Earlier in the year I dropped a couple of articles into the system, inspired by my own ongoing adventures with the Russian language (Find them here and here). Well, the nightmare continues; but with some perverse comfort at the revelation that the Russians also find it a battle to learn English! It’s enlightening to see how the other half live (and learn). What I’m trying to say is that: no one has it easy when it comes to language a new language. Whichever side you are on take heart: there are pluses and minuses to both.
So the fight continues. After climbing this particular mountain for quite some time; progress has been made – though I won’t be discussing particle physics in Russian for the foreseeable future. It’s notable though that a few interesting oddities and repeatable errors (frequently repeatable in fact!) continually recur.

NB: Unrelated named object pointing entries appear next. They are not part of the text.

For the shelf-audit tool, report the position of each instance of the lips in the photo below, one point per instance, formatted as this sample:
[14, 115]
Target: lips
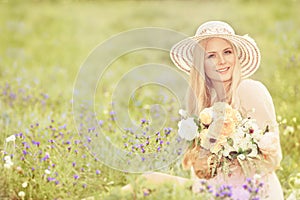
[222, 70]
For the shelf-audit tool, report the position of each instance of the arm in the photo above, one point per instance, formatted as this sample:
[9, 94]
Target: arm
[256, 102]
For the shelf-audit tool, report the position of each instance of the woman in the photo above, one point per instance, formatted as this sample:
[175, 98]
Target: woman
[219, 63]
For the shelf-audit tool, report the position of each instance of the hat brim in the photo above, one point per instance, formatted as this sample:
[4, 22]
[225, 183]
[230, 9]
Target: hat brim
[247, 51]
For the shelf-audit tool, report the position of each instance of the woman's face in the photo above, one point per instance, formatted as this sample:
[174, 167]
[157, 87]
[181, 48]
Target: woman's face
[219, 60]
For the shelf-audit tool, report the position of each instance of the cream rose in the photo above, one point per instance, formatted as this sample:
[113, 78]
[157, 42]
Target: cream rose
[187, 129]
[268, 143]
[206, 116]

Here’s what I’ve found:-
“Wow! your Russian sounds really good”
You will hear this a lot from your English friends and colleagues, usually when you drop “Hello, I am from England”, “What is your name” and “Where is the restaurant?” (all in Russian) randomly into the conversation, simply because someone asked you how your Russian was going. They are absolutely wrong in their estimation of course, as any brief interaction that you dare attempt with a native Russian speaker will instantaneously and brutally reveal to you.
You could be inventing word-noises on the fly and your English chums would still be impressed. They are praising you for climbing a mountain, when you are in fact only 30ft up the side (and the mountain happens to be Everest). So, believe them and you are set for a monumental crash. You are c**p, and will remain c**p for a long time to come. Each hour of practice is a lesson in humility.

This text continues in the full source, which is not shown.